Она уже заметила за спиной Леонида тот самый холл, что они обставляли с матерью десять лет назад. Десять лет, а картинка с драконом на том же месте! Наверно, и на двери туалета - пластмассовый писающий гаврош... Поборов в себе желание ринуться в этот оставленный, родной, такой родной дом, она бросилась вниз по лестнице.
"Один лифт работает!" - неслось ей вдогонку любезное предупреждение хозяина.
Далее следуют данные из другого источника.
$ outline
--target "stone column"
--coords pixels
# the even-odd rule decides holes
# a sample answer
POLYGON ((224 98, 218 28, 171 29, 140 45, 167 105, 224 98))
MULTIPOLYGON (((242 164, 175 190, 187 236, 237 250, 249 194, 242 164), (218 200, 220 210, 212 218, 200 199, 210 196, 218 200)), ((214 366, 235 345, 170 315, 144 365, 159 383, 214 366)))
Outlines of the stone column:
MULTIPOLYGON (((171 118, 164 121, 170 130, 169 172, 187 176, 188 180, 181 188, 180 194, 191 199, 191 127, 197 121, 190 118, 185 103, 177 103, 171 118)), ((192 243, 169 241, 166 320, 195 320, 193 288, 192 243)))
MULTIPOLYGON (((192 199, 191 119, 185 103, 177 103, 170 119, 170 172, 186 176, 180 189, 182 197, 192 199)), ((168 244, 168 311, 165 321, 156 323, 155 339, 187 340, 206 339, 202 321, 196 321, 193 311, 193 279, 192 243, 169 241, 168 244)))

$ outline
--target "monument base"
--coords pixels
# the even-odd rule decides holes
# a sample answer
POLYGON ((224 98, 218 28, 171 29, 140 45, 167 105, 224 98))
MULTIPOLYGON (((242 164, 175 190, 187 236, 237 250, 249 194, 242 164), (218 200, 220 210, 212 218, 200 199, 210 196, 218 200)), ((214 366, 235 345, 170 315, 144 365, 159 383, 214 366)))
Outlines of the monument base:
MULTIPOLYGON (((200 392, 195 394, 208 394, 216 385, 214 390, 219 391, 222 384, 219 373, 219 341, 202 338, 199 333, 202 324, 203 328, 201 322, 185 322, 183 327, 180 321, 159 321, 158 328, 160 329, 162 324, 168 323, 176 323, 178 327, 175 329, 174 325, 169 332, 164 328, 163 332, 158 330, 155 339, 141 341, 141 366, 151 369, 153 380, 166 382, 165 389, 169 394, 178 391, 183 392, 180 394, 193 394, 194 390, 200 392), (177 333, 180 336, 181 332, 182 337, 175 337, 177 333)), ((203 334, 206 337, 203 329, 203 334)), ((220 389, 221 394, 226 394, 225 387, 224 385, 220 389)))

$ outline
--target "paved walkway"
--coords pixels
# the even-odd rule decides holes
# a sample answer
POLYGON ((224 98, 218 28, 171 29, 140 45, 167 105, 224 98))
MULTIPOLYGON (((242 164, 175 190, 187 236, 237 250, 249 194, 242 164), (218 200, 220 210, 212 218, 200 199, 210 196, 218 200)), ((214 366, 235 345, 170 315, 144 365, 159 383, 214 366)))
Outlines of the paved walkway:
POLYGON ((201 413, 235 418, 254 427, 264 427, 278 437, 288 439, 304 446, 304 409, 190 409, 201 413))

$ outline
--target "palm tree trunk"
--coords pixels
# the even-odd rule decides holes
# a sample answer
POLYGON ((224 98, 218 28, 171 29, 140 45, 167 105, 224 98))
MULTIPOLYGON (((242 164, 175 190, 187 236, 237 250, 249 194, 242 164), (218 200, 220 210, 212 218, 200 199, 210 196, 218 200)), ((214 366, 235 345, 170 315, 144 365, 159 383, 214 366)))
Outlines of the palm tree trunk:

...В электричке почему-то сорваны сидения. На металлические остовы кладут сумки, книжки и так едут, придерживая между коленей детей и размазывая по рукам тающее мороженое. Окна не мыты со времен "застоя". Пыльный, потный, изнуряющий полумрак. Брезгливость и жалость. Да ещё вина от того, что именно среди этих людей должна была ездить "на дачу" она Виктория Козловская, с тележкой на колесиках или рюкзачком, забытыми харчами с того самого вонючего базарчика. Ездить и радоваться, как радовалась всегда каждому отвоеванному у нищеты пустяку Катя. "Где ты, "мачеха"? Где ты - замечательная моя женщина? Найду, обязательно найду!" думала, стиснув зубы, чтобы не заплакать, Виктория. Как рвалась она сюда, предвкушая праздник... Почему же, почему же так больно?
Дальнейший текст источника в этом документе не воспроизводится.